Belly of the Dragon was the cave we visited near our AIRBNB in Orderville. This cave was originally a manmade drain pipe so it was easy to get into to and didn’t require any difficult rock scrambling. Inside, it was pitch black so we used our cell phone flashlights to guide us to the other end of the cave. Luckily, there weren’t any snakes or scary creatures inside the cave. To read our full post, click here

Inside the Belly of the Dragon

Moqui Cave, Utah

Getting inside Moqui cave required some rock scrambling, which was a bit scary to me but, the views were worth it and I conquered my fears. My brothers coached me to stay close to the ground, crouching down to prevent from slipping, and to follow their route up and down the cliff. We met with a group of strangers, age ranges between 20s and 40’s, who also expressed fear as we made our way up the side of a mountain. Note, this is not recommended for those with mobility issues. In the end, we were all happy we conquered the challenge. For more information, read our full post here

Address: 4581 US-89, Kanab, UT 84741


Valley of Fire State Park Caves, Nevada

Bright colored rocks and caves you can walk into made for a great visit at Valley of Fire State Park. We saw petroglyphs, took photos inside multiple caves and explored a variety of different rock formations. For our full recap, click here

Walk into the picture frame cave

Valley of Fire rock formations


Hudson's Bluff Sea Cave / The Lost Boys Lair, California

Fans of the 80s vampire classic film, The Lost Boys, can hike their way down a bluff trail at Terranea Resort and make their way to the lair where the characters in the film would hang out.

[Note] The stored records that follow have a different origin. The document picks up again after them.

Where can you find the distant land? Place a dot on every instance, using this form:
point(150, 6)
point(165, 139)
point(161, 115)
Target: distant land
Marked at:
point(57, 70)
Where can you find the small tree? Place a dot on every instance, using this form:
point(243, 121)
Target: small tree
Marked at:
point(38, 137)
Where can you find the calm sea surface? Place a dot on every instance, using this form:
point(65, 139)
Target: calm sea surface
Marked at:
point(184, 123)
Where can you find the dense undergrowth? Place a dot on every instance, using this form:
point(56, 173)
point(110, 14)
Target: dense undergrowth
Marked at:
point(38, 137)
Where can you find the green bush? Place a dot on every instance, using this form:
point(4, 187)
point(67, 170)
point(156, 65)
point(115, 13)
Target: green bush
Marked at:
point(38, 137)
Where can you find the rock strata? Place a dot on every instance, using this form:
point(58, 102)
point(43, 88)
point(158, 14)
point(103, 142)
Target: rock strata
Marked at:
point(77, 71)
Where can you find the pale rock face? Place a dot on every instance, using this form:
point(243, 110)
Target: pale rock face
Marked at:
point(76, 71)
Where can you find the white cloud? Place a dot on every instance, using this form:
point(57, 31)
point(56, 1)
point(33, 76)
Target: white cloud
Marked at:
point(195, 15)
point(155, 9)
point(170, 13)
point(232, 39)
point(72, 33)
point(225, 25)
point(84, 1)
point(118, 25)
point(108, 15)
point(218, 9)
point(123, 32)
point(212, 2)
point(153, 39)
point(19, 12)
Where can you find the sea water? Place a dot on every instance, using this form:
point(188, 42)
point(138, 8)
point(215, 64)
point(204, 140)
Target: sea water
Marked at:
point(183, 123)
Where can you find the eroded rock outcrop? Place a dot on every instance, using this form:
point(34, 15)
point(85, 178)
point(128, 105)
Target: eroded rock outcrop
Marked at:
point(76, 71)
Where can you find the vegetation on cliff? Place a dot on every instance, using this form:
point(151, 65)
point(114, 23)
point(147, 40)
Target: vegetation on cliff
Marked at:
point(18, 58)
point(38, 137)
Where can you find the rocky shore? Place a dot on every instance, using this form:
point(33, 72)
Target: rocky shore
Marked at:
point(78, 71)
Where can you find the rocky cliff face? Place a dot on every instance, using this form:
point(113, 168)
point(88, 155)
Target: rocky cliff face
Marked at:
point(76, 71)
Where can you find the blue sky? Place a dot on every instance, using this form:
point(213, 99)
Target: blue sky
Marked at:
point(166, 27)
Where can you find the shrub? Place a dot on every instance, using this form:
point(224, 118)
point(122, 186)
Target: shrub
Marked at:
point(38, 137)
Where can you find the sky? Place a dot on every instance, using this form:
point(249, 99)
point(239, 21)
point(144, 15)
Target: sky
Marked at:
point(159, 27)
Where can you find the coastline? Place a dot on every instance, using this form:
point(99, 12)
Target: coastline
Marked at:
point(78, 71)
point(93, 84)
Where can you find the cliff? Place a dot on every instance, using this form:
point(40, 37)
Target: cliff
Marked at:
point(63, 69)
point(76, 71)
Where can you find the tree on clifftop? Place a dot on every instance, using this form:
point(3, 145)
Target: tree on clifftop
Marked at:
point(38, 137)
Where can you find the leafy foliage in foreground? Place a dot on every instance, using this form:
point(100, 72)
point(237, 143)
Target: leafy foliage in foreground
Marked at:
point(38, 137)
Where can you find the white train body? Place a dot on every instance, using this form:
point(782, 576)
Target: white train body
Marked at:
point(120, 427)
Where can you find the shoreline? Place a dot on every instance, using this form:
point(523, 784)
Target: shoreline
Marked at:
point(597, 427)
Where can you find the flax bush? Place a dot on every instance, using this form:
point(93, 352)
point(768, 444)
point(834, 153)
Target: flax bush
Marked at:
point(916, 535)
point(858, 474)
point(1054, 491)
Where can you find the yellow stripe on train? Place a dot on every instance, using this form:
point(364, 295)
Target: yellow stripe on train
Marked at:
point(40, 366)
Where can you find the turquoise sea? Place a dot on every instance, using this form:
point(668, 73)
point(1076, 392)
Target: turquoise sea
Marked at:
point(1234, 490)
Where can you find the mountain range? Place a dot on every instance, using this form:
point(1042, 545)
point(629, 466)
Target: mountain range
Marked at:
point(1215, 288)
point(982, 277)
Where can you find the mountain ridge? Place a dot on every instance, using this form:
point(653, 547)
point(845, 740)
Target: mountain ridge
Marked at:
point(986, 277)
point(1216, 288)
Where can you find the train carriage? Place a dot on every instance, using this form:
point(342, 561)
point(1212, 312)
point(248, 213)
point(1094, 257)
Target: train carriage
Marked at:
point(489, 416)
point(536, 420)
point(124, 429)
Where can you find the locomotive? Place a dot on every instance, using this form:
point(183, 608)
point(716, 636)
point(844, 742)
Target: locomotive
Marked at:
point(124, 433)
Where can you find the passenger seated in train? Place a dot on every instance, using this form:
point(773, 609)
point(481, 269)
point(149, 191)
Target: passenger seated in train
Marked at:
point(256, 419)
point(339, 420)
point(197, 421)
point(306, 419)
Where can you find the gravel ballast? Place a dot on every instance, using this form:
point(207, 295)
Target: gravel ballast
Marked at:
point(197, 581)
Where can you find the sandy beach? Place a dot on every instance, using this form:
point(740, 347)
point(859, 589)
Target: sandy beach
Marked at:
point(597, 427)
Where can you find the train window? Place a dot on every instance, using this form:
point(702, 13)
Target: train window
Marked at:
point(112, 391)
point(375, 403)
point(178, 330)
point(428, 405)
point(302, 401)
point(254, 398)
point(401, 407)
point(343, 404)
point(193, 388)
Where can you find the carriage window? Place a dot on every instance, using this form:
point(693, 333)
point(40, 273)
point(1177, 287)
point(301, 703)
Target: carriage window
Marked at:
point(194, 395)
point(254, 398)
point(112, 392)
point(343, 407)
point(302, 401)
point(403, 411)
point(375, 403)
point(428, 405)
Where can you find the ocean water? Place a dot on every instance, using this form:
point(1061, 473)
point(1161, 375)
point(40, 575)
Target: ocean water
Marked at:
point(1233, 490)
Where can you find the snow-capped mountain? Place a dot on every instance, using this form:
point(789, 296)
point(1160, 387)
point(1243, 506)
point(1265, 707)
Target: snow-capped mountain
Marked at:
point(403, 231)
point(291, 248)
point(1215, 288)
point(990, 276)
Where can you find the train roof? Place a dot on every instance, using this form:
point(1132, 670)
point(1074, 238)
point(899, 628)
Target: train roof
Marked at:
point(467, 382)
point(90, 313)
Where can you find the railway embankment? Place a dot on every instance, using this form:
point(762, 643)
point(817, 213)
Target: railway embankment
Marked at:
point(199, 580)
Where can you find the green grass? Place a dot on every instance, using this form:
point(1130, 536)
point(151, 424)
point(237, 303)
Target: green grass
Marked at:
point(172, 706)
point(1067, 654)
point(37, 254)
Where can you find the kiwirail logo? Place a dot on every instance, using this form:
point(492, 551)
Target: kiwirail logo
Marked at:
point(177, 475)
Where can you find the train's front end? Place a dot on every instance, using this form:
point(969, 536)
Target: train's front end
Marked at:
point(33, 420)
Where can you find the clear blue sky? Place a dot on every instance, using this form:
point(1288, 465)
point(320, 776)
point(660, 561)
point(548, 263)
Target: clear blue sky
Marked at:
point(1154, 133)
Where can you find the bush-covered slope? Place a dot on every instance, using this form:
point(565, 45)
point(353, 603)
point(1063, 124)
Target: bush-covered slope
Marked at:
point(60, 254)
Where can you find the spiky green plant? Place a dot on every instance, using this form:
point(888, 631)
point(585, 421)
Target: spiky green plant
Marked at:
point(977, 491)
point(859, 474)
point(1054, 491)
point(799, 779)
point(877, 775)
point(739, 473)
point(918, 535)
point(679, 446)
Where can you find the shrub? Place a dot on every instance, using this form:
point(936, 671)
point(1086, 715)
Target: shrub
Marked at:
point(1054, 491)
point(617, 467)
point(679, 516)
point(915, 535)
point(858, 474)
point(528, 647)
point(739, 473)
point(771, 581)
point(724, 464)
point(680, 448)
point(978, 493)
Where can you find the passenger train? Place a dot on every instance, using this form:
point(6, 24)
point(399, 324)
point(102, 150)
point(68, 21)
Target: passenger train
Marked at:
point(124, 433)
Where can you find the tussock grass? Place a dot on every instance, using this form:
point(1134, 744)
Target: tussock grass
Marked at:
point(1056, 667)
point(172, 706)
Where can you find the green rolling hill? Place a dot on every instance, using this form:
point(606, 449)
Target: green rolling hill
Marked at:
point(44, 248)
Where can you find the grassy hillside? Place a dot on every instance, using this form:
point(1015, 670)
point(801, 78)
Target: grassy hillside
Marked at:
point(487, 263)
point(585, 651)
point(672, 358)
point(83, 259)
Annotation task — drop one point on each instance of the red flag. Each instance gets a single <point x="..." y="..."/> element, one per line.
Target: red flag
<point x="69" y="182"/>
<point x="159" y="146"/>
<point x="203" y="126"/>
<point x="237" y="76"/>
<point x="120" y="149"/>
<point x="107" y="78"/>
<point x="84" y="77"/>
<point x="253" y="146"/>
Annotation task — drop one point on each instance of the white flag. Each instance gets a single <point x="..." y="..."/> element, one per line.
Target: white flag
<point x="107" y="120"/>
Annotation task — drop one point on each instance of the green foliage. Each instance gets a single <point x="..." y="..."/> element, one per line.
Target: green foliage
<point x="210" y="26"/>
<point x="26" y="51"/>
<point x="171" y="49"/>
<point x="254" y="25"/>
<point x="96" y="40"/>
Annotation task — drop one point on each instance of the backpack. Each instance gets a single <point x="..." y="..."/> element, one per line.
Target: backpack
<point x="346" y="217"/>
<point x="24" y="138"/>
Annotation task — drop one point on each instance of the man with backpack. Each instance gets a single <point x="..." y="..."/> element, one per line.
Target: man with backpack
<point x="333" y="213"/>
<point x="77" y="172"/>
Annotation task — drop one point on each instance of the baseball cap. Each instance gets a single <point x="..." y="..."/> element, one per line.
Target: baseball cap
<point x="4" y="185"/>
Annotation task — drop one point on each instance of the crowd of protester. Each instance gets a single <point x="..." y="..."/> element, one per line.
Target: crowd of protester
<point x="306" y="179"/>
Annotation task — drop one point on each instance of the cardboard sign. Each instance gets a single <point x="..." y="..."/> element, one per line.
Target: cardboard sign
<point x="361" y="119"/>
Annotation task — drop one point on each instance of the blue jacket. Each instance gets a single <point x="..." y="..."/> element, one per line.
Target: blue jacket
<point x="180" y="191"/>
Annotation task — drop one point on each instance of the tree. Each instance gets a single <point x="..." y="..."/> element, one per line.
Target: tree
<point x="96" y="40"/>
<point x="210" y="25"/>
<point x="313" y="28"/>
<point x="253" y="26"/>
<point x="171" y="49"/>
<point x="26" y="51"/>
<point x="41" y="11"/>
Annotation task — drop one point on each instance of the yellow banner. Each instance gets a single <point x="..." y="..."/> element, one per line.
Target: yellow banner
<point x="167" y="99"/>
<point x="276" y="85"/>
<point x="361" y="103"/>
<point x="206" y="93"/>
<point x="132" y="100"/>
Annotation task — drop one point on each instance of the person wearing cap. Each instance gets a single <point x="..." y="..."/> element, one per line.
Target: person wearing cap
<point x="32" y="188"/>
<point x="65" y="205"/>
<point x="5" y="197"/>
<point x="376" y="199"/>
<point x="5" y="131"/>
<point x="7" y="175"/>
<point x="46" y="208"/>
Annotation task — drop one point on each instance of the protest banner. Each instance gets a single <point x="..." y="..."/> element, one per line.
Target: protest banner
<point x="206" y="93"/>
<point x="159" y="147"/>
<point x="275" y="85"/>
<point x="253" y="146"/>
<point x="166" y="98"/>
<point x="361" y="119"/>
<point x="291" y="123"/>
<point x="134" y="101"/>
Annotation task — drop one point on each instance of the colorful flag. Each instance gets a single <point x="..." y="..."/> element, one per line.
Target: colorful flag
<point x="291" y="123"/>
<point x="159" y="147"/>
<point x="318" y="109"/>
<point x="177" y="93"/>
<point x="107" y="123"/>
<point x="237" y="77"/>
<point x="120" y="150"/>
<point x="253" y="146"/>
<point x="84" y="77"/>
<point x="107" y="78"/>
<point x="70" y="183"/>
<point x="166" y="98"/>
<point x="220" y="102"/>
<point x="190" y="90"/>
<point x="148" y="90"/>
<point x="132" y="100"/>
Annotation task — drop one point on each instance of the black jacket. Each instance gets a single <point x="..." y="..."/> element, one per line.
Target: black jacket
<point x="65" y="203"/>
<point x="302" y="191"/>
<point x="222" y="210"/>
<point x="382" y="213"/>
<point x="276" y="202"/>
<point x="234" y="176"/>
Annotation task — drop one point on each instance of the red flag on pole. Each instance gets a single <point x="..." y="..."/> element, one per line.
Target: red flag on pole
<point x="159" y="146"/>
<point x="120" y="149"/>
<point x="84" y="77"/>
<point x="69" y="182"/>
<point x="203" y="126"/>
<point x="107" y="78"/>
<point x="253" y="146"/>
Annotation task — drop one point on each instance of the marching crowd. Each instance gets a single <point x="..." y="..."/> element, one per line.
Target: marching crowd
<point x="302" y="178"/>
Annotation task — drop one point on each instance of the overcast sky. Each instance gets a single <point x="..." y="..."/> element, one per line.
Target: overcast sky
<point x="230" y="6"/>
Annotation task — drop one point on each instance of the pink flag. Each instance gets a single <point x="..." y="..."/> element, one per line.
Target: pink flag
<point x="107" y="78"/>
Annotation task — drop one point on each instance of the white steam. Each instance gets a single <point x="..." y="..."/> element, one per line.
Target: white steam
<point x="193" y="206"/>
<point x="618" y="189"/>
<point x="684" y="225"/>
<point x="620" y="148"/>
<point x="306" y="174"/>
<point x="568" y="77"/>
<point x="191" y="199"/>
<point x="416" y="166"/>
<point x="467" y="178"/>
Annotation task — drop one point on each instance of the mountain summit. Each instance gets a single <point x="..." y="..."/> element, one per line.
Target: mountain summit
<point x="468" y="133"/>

On the trail, you can see ocean views and perhaps spot a whale in the distance. Getting to this cave requires a bit of rock climbing so it’s not recommended for those with flip flops or with mobility issues. 

Lost Boys Lair


Sea Caves at Refugio State Beach, California

During low tide, visitors can explore sea caves at Refugio State Beach near Solvang, CA. This state beach requires a $15 fee to get into and it also has a campground on site. This beach attracted paddle boarders, surfers and families camping nearby. For the full post recap, click here

Sea cave at Refugio State Beach



Overall, these caves were fun to visit and easy to get to, with the exception of the Moqui Cave. Which cave is your favorite? Our goal is to visit Carlsbad Caverns National Park in New Mexico soon.